Born to Jewish immigrants in 1916, Milton Friedman studied mathematics at several prominent schools, including Rutgers University, the University of Chicago, and Columbia University. A young adult during the Great Depression, Friedman found work as an economist through President Roosevelt's New Deal, but even while praising the job creation programs felt that Roosevelt made the wrong economic choice by fixing wages and prices to fight the economic crisis. In addition to teaching at universities, Milton Friedman helped create tax programs during World War II and also worked on weapons development as a statistician. Following the war, he became a professor at the University of Chicago and remained there for the next 30 years.
The landmark theory most often associated with Milton Friedman is called quantity theory or monetarism. This theory suggests that the economy of a region is directly related to and influenced by fluctuations in the money supply. As opposed to the popular theories of famed 19th century economist John Maynard Keynes, Friedman's theory rejected the idea that value, or supply and demand, should control the market. Instead, Friedman advocated a central bank that would have control over money supply; inflation, Friedman believed, was a direct result of too much money in the market.

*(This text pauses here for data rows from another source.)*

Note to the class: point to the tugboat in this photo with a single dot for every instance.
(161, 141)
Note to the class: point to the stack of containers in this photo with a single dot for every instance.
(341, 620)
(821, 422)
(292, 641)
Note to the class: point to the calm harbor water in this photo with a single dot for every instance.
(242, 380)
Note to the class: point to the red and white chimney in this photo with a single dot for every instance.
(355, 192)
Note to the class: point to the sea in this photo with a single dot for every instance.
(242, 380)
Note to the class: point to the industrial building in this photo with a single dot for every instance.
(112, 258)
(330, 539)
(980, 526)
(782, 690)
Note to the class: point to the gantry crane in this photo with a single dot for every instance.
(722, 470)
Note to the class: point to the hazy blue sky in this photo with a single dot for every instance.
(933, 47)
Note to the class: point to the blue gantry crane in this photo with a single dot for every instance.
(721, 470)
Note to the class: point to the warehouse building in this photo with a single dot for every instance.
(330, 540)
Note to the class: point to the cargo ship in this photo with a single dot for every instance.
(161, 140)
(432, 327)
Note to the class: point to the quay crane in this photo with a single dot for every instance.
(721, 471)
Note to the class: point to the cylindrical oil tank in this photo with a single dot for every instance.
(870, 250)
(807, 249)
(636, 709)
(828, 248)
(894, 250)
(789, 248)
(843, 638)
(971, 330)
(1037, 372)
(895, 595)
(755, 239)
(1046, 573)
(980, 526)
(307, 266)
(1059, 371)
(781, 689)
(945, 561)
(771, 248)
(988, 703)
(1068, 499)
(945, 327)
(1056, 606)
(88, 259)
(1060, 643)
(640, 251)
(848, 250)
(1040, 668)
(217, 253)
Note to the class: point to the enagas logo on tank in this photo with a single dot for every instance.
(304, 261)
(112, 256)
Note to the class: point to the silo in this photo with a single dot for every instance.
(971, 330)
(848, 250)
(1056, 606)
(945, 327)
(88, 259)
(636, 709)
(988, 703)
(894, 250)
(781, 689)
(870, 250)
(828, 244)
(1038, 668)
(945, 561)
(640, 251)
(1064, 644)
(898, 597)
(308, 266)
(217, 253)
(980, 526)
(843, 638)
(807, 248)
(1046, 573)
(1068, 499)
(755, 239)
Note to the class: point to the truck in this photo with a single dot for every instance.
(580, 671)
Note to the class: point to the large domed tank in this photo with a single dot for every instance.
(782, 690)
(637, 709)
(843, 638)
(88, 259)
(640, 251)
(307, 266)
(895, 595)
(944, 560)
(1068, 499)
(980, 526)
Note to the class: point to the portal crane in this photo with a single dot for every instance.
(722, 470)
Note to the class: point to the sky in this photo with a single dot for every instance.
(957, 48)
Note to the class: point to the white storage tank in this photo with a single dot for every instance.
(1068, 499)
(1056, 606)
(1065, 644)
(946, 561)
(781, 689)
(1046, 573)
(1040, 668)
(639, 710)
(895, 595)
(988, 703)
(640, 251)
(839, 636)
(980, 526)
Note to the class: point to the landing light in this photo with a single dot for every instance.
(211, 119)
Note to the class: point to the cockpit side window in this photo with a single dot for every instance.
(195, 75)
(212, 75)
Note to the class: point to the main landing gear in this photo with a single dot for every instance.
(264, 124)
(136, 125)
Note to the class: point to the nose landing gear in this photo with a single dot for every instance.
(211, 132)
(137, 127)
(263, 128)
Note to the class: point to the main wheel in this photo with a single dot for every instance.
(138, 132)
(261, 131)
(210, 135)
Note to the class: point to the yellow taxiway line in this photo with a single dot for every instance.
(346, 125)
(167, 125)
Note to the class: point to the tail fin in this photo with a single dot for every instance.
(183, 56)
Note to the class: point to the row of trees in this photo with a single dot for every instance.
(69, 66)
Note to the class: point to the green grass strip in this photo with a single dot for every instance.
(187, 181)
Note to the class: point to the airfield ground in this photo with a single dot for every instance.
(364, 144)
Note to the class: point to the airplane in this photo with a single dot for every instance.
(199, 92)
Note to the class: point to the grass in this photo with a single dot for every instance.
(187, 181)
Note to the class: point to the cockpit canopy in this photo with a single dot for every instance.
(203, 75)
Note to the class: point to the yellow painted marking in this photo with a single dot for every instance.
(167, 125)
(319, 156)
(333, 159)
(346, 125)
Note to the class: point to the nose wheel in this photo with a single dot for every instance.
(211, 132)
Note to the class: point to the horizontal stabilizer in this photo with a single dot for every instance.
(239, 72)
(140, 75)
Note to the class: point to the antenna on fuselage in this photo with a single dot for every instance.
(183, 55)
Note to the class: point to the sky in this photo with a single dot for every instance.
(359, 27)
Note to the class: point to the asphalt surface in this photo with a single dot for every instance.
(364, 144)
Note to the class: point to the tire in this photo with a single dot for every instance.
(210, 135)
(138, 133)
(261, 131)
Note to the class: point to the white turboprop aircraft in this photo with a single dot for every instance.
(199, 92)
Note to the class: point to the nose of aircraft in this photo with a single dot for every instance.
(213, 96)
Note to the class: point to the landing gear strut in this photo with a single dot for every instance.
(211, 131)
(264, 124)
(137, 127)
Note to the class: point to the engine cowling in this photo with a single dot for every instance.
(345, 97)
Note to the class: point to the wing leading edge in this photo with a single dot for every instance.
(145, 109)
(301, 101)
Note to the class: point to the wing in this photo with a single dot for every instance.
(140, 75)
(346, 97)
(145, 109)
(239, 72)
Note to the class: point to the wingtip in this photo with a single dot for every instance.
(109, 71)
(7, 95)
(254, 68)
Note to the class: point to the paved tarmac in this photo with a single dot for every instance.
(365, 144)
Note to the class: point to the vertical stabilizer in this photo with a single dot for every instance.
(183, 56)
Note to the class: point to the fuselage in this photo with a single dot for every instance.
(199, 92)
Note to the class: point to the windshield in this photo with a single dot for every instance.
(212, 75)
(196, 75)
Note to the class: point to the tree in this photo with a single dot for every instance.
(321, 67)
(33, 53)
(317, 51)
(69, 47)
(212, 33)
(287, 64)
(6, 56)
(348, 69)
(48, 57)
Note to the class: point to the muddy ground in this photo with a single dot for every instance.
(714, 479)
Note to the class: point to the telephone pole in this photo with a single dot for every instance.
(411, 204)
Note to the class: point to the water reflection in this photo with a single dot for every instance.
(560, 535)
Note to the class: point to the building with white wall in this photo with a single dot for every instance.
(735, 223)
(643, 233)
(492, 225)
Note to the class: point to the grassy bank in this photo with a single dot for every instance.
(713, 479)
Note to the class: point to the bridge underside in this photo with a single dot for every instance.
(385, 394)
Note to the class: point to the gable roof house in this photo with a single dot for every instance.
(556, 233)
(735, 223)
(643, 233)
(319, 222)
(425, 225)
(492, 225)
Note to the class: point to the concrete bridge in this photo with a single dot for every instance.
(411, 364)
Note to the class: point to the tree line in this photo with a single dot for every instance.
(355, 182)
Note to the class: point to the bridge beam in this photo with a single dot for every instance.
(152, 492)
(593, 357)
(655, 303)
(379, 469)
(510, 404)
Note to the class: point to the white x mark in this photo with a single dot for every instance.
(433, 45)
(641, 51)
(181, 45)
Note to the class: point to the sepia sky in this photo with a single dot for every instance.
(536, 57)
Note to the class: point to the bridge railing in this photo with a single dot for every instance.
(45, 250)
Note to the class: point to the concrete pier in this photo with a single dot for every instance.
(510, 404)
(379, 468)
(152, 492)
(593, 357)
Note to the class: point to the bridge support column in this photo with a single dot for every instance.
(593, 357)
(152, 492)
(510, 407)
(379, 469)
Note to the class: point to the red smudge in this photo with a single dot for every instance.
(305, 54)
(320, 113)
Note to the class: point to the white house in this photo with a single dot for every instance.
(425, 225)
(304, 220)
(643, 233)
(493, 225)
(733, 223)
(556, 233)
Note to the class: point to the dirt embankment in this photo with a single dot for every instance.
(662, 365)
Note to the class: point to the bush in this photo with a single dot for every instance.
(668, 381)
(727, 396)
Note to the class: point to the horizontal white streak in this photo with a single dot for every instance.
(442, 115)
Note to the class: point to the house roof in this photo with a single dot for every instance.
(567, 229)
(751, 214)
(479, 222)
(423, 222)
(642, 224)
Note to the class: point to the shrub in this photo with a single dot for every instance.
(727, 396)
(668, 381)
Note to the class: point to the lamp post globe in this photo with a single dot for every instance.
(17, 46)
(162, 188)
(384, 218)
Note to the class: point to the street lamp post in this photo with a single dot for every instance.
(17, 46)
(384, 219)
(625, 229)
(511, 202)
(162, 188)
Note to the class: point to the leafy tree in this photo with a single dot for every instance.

Milton Friedman's concept of monetarism influenced economic policy in the United States and beyond for the rest of the 20th century. While his theories remained extremely controversial, they were quickly adopted into the mainstream. As the American economy has experienced frequent booms and busts regardless of what theory is employed, it is difficult to determine in practice whether Friedman's theories are credible or whether they are an improvement on Keynesian economic theory. They remain however, a major influence on economical theory.
In addition to his work with economic theory, Milton Friedman became an outspoken knight for the causes of personal liberty. He was a strong advocate of ending the US military draft, working on a Nixon-appointed team to determine the effects of transition to a volunteer army. Interestingly, he was a surprising opponent of laws regarding the US postal service, insisting that a free society should not allow government monopolies on a public service. He also hosted a public television show on the topics of economics and social philosophy.